He Jing, Jin Shidai, Zhang Wei, Wu Deqin, Li Jun, Xu Jing, Gao Wen
Department of Oncology, The First Affiliated Hospital of Nanjing Medical University, 300 Guangzhou Road, Nanjing, 210029, China.
Department of Radiology, The First Affiliated Hospital of Nanjing Medical University, 300 Guangzhou Road, Nanjing, 210029, China.
J Cancer. 2019 Oct 15;10(24):6003-6013. doi: 10.7150/jca.35097. eCollection 2019.
Non-small-cell lung cancer (NSCLC) patients with epidermal growth factor receptor (EGFR) mutation inevitably have a relapse due to the occurrence of acquired resistance, resulting in treatment failure. However, little is known about the mechanisms of acquired resistance of NSCLC patients. Here, we elucidated the expression pattern of LOC554202 and miR-31, and their biological functions and mechanisms in NSCLC with acquired EGFR TKI resistance to gefitinib. In the present study, we observed that LOC554202 and miR-31 promoted proliferation and clonogenic growth of gefitinib-resistant NSCLC cells . LOC554202 upregulated miR-31 expression and they both reduced sensitivity of NSCLC cells to gefitinib. In a xenograft mice model, we found that knockdown of miR-31 significantly repressed gefitinib-resistant NSCLC cells growth . Furthermore, both LOC554202 and miR-31 levels were significantly increased in NSCLC patients acquiring resistance to gefitinib, and the expression of LOC554202 was positively correlated with the expression of miR-31. By luciferase reporter assays, we identified RAS P21 Protein Activator 1 (RASA1) and Hypoxia Inducible Factor 1 Subunit Alpha Inhibitor (FIH-1) as direct targets of miR-31 in NSCLC cells. Mechanistically, miR-31 directly repressed RASA1 and FIH-1 expression, and thus, at least partially activated the RAF-MEK-ERK and PI3K-AKT signaling pathways in NSCLC with acquired resistance to gefitinib. In conclusion, these data will help us develop potential therapeutic targets for the diagnosis and treatment of acquired EGFR TKI resistance in EGFR-mutant NSCLC.

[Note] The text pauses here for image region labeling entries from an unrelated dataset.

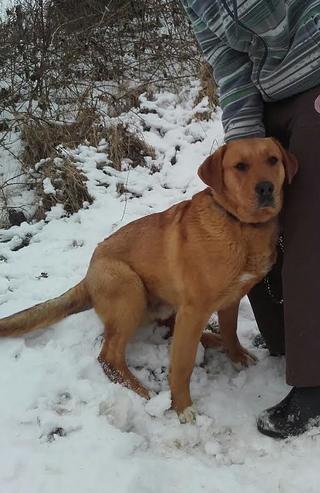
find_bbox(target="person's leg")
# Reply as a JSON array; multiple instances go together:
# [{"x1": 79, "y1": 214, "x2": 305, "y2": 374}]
[{"x1": 258, "y1": 88, "x2": 320, "y2": 438}]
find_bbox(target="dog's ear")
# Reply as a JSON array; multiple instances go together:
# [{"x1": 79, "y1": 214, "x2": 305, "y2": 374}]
[
  {"x1": 198, "y1": 144, "x2": 226, "y2": 193},
  {"x1": 272, "y1": 139, "x2": 299, "y2": 185}
]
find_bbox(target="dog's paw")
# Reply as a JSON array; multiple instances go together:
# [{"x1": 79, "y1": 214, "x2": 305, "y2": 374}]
[
  {"x1": 230, "y1": 347, "x2": 257, "y2": 371},
  {"x1": 178, "y1": 404, "x2": 197, "y2": 424}
]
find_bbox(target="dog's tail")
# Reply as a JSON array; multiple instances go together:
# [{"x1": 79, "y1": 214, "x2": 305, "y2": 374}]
[{"x1": 0, "y1": 280, "x2": 92, "y2": 337}]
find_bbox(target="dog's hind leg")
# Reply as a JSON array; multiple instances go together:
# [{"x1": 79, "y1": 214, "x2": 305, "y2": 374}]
[{"x1": 87, "y1": 260, "x2": 150, "y2": 398}]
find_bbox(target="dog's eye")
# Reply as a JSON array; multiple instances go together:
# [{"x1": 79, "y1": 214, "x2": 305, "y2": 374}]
[
  {"x1": 235, "y1": 161, "x2": 249, "y2": 171},
  {"x1": 268, "y1": 156, "x2": 279, "y2": 166}
]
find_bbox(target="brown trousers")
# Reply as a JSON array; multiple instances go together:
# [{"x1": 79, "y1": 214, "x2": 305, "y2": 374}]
[{"x1": 249, "y1": 86, "x2": 320, "y2": 387}]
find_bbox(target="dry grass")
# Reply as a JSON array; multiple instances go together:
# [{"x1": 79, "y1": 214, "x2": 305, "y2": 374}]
[
  {"x1": 195, "y1": 62, "x2": 219, "y2": 120},
  {"x1": 21, "y1": 108, "x2": 100, "y2": 166},
  {"x1": 107, "y1": 123, "x2": 155, "y2": 170},
  {"x1": 33, "y1": 159, "x2": 93, "y2": 220}
]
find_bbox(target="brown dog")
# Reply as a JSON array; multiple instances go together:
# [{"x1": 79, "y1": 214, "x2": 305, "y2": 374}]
[{"x1": 0, "y1": 138, "x2": 297, "y2": 422}]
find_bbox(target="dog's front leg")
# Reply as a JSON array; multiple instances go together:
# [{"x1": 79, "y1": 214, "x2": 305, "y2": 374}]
[
  {"x1": 218, "y1": 301, "x2": 256, "y2": 369},
  {"x1": 169, "y1": 305, "x2": 210, "y2": 423}
]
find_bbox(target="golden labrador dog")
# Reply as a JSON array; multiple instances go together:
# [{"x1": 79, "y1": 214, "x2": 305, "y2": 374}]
[{"x1": 0, "y1": 138, "x2": 297, "y2": 422}]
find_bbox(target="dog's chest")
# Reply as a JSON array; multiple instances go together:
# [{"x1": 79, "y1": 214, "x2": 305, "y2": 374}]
[{"x1": 236, "y1": 228, "x2": 276, "y2": 291}]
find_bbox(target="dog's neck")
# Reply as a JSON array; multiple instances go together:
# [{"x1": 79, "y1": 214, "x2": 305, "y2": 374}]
[{"x1": 208, "y1": 188, "x2": 276, "y2": 228}]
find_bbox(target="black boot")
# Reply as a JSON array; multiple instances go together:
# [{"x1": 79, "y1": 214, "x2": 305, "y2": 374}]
[{"x1": 257, "y1": 387, "x2": 320, "y2": 438}]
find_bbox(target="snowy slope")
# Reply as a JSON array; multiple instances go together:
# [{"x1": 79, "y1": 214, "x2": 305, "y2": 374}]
[{"x1": 0, "y1": 84, "x2": 320, "y2": 493}]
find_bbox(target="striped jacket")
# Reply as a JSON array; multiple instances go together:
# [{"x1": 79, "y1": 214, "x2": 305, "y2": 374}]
[{"x1": 182, "y1": 0, "x2": 320, "y2": 140}]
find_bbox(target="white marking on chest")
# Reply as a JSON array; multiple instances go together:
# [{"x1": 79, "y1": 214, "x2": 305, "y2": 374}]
[{"x1": 239, "y1": 272, "x2": 256, "y2": 282}]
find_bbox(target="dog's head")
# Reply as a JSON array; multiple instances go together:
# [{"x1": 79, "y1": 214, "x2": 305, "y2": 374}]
[{"x1": 198, "y1": 138, "x2": 298, "y2": 223}]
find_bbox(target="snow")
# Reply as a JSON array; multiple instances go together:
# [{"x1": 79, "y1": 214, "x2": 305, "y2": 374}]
[{"x1": 0, "y1": 85, "x2": 320, "y2": 493}]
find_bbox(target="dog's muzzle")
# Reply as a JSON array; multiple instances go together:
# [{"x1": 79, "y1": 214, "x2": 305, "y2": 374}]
[{"x1": 255, "y1": 181, "x2": 274, "y2": 207}]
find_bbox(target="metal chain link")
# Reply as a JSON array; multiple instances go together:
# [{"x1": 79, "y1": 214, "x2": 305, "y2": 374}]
[{"x1": 263, "y1": 235, "x2": 284, "y2": 305}]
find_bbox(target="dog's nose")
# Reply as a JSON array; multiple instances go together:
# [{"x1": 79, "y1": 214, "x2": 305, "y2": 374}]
[
  {"x1": 256, "y1": 181, "x2": 274, "y2": 197},
  {"x1": 256, "y1": 181, "x2": 274, "y2": 206}
]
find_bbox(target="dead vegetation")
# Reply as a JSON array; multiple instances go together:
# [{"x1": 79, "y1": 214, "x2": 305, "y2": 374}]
[
  {"x1": 0, "y1": 0, "x2": 217, "y2": 225},
  {"x1": 106, "y1": 123, "x2": 155, "y2": 170},
  {"x1": 30, "y1": 158, "x2": 93, "y2": 220}
]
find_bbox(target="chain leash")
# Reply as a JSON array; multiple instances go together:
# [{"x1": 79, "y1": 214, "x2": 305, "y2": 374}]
[{"x1": 263, "y1": 234, "x2": 284, "y2": 305}]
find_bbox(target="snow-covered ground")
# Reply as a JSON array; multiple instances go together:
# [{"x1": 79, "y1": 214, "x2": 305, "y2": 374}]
[{"x1": 0, "y1": 88, "x2": 320, "y2": 493}]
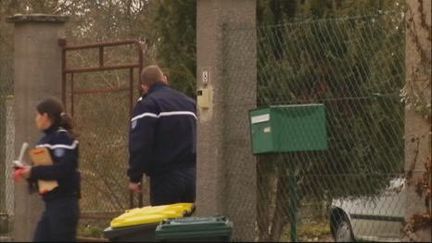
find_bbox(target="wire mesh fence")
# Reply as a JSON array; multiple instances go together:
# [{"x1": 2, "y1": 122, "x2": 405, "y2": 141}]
[{"x1": 224, "y1": 13, "x2": 405, "y2": 241}]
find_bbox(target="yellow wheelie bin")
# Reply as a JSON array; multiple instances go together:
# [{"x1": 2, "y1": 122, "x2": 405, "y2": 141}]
[{"x1": 104, "y1": 203, "x2": 194, "y2": 242}]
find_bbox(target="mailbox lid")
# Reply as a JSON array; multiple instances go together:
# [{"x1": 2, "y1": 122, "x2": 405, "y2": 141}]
[
  {"x1": 249, "y1": 108, "x2": 273, "y2": 154},
  {"x1": 249, "y1": 104, "x2": 328, "y2": 154}
]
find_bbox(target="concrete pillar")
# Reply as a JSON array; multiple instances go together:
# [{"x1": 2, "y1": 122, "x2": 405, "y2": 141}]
[
  {"x1": 8, "y1": 14, "x2": 67, "y2": 241},
  {"x1": 197, "y1": 0, "x2": 256, "y2": 241},
  {"x1": 404, "y1": 0, "x2": 432, "y2": 242}
]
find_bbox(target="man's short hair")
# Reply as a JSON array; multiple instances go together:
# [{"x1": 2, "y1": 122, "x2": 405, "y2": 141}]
[{"x1": 141, "y1": 65, "x2": 164, "y2": 87}]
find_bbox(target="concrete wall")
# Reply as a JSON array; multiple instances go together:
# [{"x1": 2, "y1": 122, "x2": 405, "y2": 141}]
[
  {"x1": 197, "y1": 0, "x2": 256, "y2": 241},
  {"x1": 8, "y1": 14, "x2": 66, "y2": 241},
  {"x1": 405, "y1": 0, "x2": 432, "y2": 242}
]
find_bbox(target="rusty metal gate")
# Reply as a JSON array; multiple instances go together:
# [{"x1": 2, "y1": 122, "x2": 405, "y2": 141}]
[{"x1": 59, "y1": 39, "x2": 145, "y2": 234}]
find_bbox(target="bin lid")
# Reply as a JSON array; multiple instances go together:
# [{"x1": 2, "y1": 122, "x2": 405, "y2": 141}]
[{"x1": 110, "y1": 203, "x2": 194, "y2": 228}]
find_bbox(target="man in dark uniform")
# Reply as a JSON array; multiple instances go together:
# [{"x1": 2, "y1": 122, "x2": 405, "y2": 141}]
[{"x1": 127, "y1": 65, "x2": 197, "y2": 206}]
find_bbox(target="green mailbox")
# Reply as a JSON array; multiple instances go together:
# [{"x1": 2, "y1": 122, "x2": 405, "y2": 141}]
[{"x1": 249, "y1": 104, "x2": 327, "y2": 154}]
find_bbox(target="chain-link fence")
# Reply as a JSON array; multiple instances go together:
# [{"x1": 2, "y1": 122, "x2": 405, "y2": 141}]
[
  {"x1": 0, "y1": 26, "x2": 15, "y2": 239},
  {"x1": 224, "y1": 13, "x2": 405, "y2": 241}
]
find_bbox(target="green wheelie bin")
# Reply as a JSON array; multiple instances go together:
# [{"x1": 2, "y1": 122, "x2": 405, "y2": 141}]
[{"x1": 155, "y1": 216, "x2": 233, "y2": 242}]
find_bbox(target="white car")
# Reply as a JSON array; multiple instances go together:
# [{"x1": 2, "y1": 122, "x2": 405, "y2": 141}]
[{"x1": 330, "y1": 178, "x2": 406, "y2": 242}]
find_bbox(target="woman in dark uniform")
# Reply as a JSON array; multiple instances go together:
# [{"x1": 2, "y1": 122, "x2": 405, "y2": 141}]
[{"x1": 23, "y1": 98, "x2": 80, "y2": 242}]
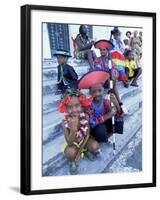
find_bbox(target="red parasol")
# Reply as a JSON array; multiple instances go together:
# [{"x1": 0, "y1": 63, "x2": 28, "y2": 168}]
[
  {"x1": 94, "y1": 40, "x2": 113, "y2": 49},
  {"x1": 78, "y1": 70, "x2": 109, "y2": 89}
]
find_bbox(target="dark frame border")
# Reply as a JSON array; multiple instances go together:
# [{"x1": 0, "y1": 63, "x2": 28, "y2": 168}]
[{"x1": 20, "y1": 5, "x2": 156, "y2": 195}]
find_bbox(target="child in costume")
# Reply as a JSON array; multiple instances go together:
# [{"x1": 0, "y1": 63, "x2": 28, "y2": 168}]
[
  {"x1": 78, "y1": 71, "x2": 123, "y2": 142},
  {"x1": 59, "y1": 91, "x2": 100, "y2": 174},
  {"x1": 54, "y1": 49, "x2": 78, "y2": 93},
  {"x1": 94, "y1": 40, "x2": 121, "y2": 103},
  {"x1": 125, "y1": 50, "x2": 142, "y2": 87},
  {"x1": 110, "y1": 27, "x2": 124, "y2": 53},
  {"x1": 75, "y1": 24, "x2": 96, "y2": 70}
]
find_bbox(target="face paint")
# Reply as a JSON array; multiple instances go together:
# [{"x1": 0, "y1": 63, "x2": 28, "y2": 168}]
[{"x1": 67, "y1": 97, "x2": 82, "y2": 117}]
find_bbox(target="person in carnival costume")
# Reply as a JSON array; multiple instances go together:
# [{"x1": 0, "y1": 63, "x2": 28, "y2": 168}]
[
  {"x1": 110, "y1": 27, "x2": 124, "y2": 53},
  {"x1": 94, "y1": 40, "x2": 122, "y2": 104},
  {"x1": 126, "y1": 50, "x2": 142, "y2": 87},
  {"x1": 78, "y1": 70, "x2": 123, "y2": 142},
  {"x1": 75, "y1": 24, "x2": 96, "y2": 70},
  {"x1": 54, "y1": 49, "x2": 78, "y2": 93},
  {"x1": 58, "y1": 90, "x2": 100, "y2": 174}
]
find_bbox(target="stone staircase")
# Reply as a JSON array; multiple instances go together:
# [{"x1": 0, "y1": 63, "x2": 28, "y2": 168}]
[{"x1": 43, "y1": 59, "x2": 142, "y2": 176}]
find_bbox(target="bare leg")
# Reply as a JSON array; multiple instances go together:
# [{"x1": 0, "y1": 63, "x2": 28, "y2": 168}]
[
  {"x1": 131, "y1": 68, "x2": 142, "y2": 87},
  {"x1": 64, "y1": 146, "x2": 78, "y2": 161},
  {"x1": 64, "y1": 146, "x2": 78, "y2": 174}
]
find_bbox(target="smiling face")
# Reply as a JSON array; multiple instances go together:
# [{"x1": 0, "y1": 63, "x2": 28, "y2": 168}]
[
  {"x1": 113, "y1": 32, "x2": 121, "y2": 40},
  {"x1": 100, "y1": 48, "x2": 108, "y2": 56},
  {"x1": 90, "y1": 83, "x2": 104, "y2": 103},
  {"x1": 134, "y1": 31, "x2": 138, "y2": 37},
  {"x1": 67, "y1": 96, "x2": 82, "y2": 117},
  {"x1": 57, "y1": 55, "x2": 68, "y2": 65}
]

具有表皮生长因子受体(EGFR)突变的非小细胞肺癌(NSCLC)患者不可避免地会因获得性耐药的出现而复发,导致治疗失败。然而,对于NSCLC患者获得性耐药的机制知之甚少。在此,我们阐明了LOC554202和miR-31在对吉非替尼产生获得性EGFR TKI耐药的NSCLC中的表达模式及其生物学功能和机制。在本研究中,我们观察到LOC554202和miR-31促进了吉非替尼耐药NSCLC细胞的增殖和克隆生长。LOC554202上调miR-31的表达,并且它们都降低了NSCLC细胞对吉非替尼的敏感性。在异种移植小鼠模型中,我们发现敲低miR-31可显著抑制吉非替尼耐药NSCLC细胞的生长。此外,在对吉非替尼产生耐药的NSCLC患者中,LOC554202和miR-31的水平均显著升高,并且LOC554202的表达与miR-31的表达呈正相关。通过荧光素酶报告基因测定,我们确定RAS P21蛋白激活剂1(RASA1)和缺氧诱导因子1亚基α抑制剂(FIH-1)为NSCLC细胞中miR-31的直接靶标。机制上,miR-31直接抑制RASA1和FIH-1的表达,因此,至少部分激活了对吉非替尼产生获得性耐药的NSCLC中的RAF-MEK-ERK和PI3K-AKT信号通路。总之,这些数据将有助于我们开发潜在的治疗靶点,用于诊断和治疗EGFR突变NSCLC中的获得性EGFR TKI耐药。